In “Humanity Stoked,” Cohen uses his longtime love of skateboarding as an entree into deeper discussions with various athletes, artists and celebrities. Among the more famous names Cohen persuaded to sit for interviews are astrophysicist Neil DeGrasse Tyson, artist Shepard Fairey, jazz musician Arturo O’Farrill and numerous professional skateboarders, including Tony Hawk. Cohen, 56, said he was mainly interested in exploring the idea of fear — how it affects people’s lives and how it can be overcome.
“The film is not even about skateboarding at all,” he said. “It gets into these really heavy subjects. These people are really vulnerable on camera.”
“Humanity Stoked” arose from a moment of personal revelation. A Brooklyn native whose family moved to Merrick when he was 2 years old, Cohen said he had youthful dreams of becoming a filmmaker and a humanitarian but instead wound up starting a software firm and an industrial magnet manufacturing company. Several years ago, depression set in.
“I had lived a rather fear-based life, and I’d never really tried to do anything about becoming a filmmaker or a humanitarian,” Cohen recalled. As his 40s turned into his 50s, he said, “I just had this epiphany that I couldn’t let fear rule my life anymore.”

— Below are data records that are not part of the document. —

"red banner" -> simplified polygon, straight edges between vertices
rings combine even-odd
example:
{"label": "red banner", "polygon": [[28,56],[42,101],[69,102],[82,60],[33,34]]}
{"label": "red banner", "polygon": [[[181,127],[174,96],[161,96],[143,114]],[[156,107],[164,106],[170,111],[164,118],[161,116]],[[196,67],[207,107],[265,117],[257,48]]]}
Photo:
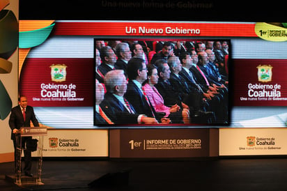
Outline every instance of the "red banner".
{"label": "red banner", "polygon": [[26,59],[20,93],[34,107],[93,105],[93,59]]}
{"label": "red banner", "polygon": [[287,106],[287,60],[235,59],[235,106]]}
{"label": "red banner", "polygon": [[208,22],[56,22],[54,35],[257,37],[255,24]]}

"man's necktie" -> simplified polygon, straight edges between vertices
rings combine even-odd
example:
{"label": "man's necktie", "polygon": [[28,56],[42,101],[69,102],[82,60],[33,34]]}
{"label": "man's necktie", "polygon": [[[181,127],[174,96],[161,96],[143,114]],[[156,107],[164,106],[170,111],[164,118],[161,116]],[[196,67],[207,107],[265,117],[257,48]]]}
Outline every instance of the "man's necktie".
{"label": "man's necktie", "polygon": [[132,108],[130,107],[130,105],[127,100],[124,98],[123,100],[125,100],[125,103],[127,105],[127,108],[129,109],[129,112],[130,114],[134,114],[134,112],[132,110]]}
{"label": "man's necktie", "polygon": [[24,118],[24,121],[26,121],[26,113],[25,113],[25,108],[23,108],[23,118]]}
{"label": "man's necktie", "polygon": [[155,86],[153,86],[153,89],[158,95],[160,99],[162,99],[162,100],[164,101],[164,98],[162,98],[162,95],[160,95],[160,92],[158,92],[157,88]]}
{"label": "man's necktie", "polygon": [[113,122],[111,122],[111,119],[109,119],[109,117],[104,113],[100,107],[99,107],[99,114],[107,121],[107,123],[108,123],[109,124],[114,124]]}
{"label": "man's necktie", "polygon": [[149,105],[149,107],[150,107],[150,108],[151,113],[153,114],[153,116],[154,118],[155,118],[155,114],[153,113],[153,109],[152,109],[152,108],[151,108],[151,105],[150,105],[150,100],[148,100],[148,96],[146,95],[146,91],[144,91],[144,89],[143,86],[141,86],[141,90],[143,91],[143,93],[144,93],[144,98],[146,98],[146,102],[148,102],[148,105]]}
{"label": "man's necktie", "polygon": [[203,74],[203,72],[201,71],[201,68],[199,68],[199,66],[196,65],[197,70],[201,72],[201,75],[203,77],[204,80],[205,80],[206,85],[209,86],[209,82],[208,79],[206,78],[205,75]]}
{"label": "man's necktie", "polygon": [[100,71],[99,68],[97,68],[97,73],[98,73],[102,79],[104,79],[104,75]]}

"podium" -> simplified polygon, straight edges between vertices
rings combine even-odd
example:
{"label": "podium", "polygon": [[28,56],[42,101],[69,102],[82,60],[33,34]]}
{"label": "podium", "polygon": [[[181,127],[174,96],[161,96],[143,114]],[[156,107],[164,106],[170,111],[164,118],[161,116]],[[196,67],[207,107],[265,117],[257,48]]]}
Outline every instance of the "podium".
{"label": "podium", "polygon": [[[19,133],[16,135],[17,143],[17,157],[16,157],[16,176],[15,178],[15,183],[17,185],[43,185],[42,182],[42,150],[43,150],[43,137],[47,136],[47,128],[45,127],[33,127],[21,128]],[[33,139],[38,139],[38,144],[36,152],[38,158],[37,162],[37,171],[34,177],[29,177],[24,178],[21,176],[22,171],[22,151],[26,149],[22,148],[22,140],[24,137],[33,137]]]}

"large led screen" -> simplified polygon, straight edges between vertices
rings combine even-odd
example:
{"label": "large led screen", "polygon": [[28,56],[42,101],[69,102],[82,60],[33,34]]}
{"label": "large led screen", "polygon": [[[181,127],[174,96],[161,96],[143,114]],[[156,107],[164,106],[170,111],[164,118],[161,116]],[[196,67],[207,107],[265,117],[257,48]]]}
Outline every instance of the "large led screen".
{"label": "large led screen", "polygon": [[20,93],[45,125],[286,125],[284,24],[43,22],[20,24]]}

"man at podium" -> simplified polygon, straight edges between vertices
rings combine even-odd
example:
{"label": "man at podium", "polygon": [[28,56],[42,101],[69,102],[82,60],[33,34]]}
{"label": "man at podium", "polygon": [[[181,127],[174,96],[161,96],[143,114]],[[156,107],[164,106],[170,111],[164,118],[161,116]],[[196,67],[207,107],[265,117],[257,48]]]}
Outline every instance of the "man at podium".
{"label": "man at podium", "polygon": [[[15,160],[15,168],[17,171],[17,142],[16,142],[16,134],[18,133],[18,130],[22,127],[30,127],[30,123],[32,121],[33,125],[35,127],[38,127],[39,123],[36,118],[34,114],[34,109],[31,106],[27,105],[27,98],[21,96],[18,100],[19,105],[12,108],[11,114],[9,119],[9,126],[11,128],[11,139],[13,141],[14,144],[14,160]],[[22,148],[24,148],[25,142],[27,139],[32,139],[31,137],[25,137],[22,138]],[[19,147],[19,146],[18,146]],[[20,155],[21,157],[21,155]],[[31,174],[31,169],[32,167],[32,158],[31,151],[24,150],[24,171],[26,176],[32,177]]]}

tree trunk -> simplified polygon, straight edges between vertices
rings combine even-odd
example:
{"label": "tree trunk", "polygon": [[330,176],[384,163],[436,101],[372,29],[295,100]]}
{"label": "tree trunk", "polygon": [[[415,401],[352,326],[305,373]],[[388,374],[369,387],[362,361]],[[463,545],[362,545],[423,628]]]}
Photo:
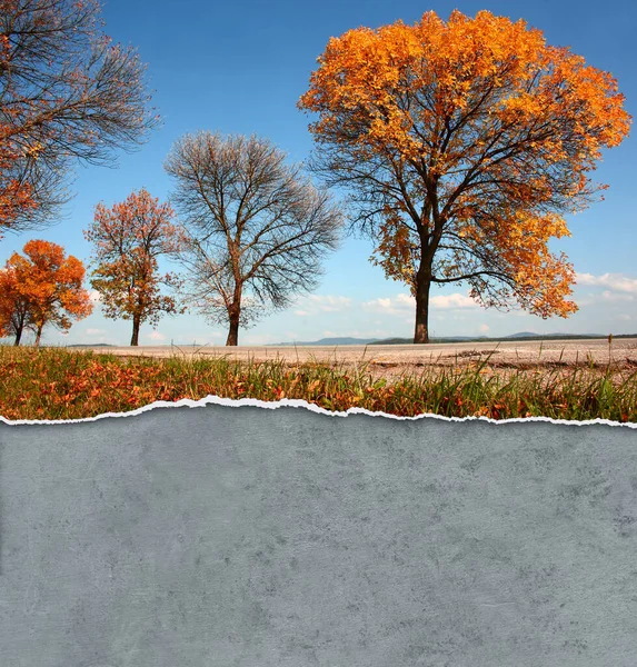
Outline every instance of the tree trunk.
{"label": "tree trunk", "polygon": [[139,325],[140,323],[141,323],[141,318],[139,317],[139,315],[133,315],[132,316],[132,337],[130,339],[131,346],[139,345]]}
{"label": "tree trunk", "polygon": [[416,330],[414,342],[429,342],[429,289],[431,288],[431,272],[422,267],[416,278]]}
{"label": "tree trunk", "polygon": [[239,345],[239,309],[232,310],[229,313],[230,329],[228,330],[228,338],[226,345]]}
{"label": "tree trunk", "polygon": [[230,328],[228,330],[227,346],[239,345],[239,320],[241,319],[241,291],[242,283],[235,278],[235,293],[232,295],[232,303],[228,308],[228,320]]}
{"label": "tree trunk", "polygon": [[16,329],[16,340],[13,341],[13,345],[16,347],[18,347],[20,345],[21,338],[22,338],[22,327],[20,327],[19,329]]}
{"label": "tree trunk", "polygon": [[43,328],[43,326],[40,325],[36,332],[36,342],[33,344],[36,347],[40,347],[40,338],[42,337],[42,328]]}

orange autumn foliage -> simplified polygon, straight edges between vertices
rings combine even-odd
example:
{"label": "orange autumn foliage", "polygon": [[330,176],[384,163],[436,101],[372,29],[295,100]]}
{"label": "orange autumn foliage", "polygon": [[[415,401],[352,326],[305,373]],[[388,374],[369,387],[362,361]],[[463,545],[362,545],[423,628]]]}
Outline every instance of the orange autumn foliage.
{"label": "orange autumn foliage", "polygon": [[142,188],[110,209],[99,203],[84,231],[94,248],[91,286],[101,296],[106,317],[132,320],[132,346],[139,345],[142,322],[157,326],[163,313],[185,310],[162,293],[162,286],[177,287],[180,281],[173,273],[161,275],[157,259],[180,248],[182,235],[173,218],[170,205],[159,203]]}
{"label": "orange autumn foliage", "polygon": [[315,171],[350,189],[372,261],[410,287],[415,342],[432,283],[543,318],[577,310],[573,266],[548,243],[607,187],[588,175],[629,132],[608,72],[525,21],[457,10],[350,30],[318,62],[299,100],[318,113]]}
{"label": "orange autumn foliage", "polygon": [[39,346],[42,329],[53,325],[66,331],[72,320],[92,311],[83,289],[84,266],[57,243],[31,240],[24,256],[13,252],[0,270],[0,334],[14,336],[16,345],[26,329]]}

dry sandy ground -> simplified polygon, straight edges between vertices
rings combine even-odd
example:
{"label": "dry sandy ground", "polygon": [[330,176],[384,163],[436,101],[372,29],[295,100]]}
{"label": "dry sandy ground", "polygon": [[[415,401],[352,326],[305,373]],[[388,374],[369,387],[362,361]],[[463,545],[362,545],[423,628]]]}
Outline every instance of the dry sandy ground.
{"label": "dry sandy ground", "polygon": [[575,366],[606,366],[617,370],[637,370],[637,338],[550,341],[460,342],[429,345],[372,346],[301,346],[301,347],[193,347],[140,346],[138,348],[92,348],[122,356],[186,358],[222,358],[273,361],[288,364],[322,362],[337,367],[365,364],[375,376],[397,377],[419,372],[427,367],[465,366],[488,358],[491,371],[527,368],[565,368]]}

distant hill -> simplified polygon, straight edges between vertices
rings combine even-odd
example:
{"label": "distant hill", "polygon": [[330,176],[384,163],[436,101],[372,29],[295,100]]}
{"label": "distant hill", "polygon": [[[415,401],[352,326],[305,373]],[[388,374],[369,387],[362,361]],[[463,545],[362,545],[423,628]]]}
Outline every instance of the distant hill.
{"label": "distant hill", "polygon": [[321,338],[320,340],[313,341],[305,341],[305,340],[296,340],[295,342],[271,342],[266,347],[297,347],[303,345],[369,345],[375,342],[378,338]]}
{"label": "distant hill", "polygon": [[[637,334],[619,334],[613,338],[635,338]],[[500,336],[490,338],[489,336],[441,336],[431,337],[430,342],[488,342],[488,341],[507,341],[507,340],[559,340],[561,338],[571,338],[575,340],[584,338],[608,338],[607,334],[535,334],[533,331],[519,331],[509,336]],[[297,347],[301,346],[338,346],[338,345],[411,345],[412,338],[321,338],[313,341],[296,341],[296,342],[272,342],[267,347]]]}

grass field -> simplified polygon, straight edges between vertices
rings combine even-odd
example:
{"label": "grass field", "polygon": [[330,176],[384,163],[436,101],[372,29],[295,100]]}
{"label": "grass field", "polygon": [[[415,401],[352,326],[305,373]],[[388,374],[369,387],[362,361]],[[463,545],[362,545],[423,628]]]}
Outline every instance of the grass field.
{"label": "grass field", "polygon": [[303,399],[328,410],[360,407],[399,416],[637,422],[637,370],[594,362],[496,372],[487,357],[471,365],[379,378],[362,362],[335,368],[0,346],[0,415],[10,420],[81,419],[208,395]]}

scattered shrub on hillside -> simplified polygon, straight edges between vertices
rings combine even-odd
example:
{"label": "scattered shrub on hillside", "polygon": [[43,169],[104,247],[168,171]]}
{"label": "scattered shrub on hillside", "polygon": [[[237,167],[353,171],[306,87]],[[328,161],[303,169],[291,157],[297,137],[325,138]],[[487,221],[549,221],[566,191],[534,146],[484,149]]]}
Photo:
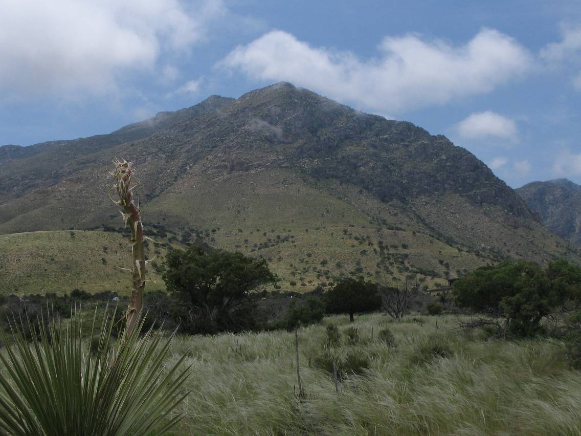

Cohen began production in 2018, vowing that any revenue from the film would go to WhatStopsYou.org Foundation, a Plainview-based children’s charity that he launched the previous year. All crew members were hired on a volunteer basis, Cohen said, and he obtained the rights to roughly 500 pieces of music and archival footage for free. “Everything is gratis,” he said. “That’s why the credits are so long. If someone volunteered, even for just a day, all I could do was acknowledge them.”
Having already played at more than 30 film festivals around the world and won several awards, “Humanity Stoked” will hold its Long Island premiere July 15 at Huntington’s Cinema Arts Centre. It screens again July 20 at the Bellmore Movies and Showplace as part of the Long Island International Film Expo. Cohen will appear in person at both showings.
“If you had told me six years ago that I would be a filmmaker, let alone one traveling all over the world, I would have had you committed,” Cohen said. “The film is really about understanding what you can do in life.”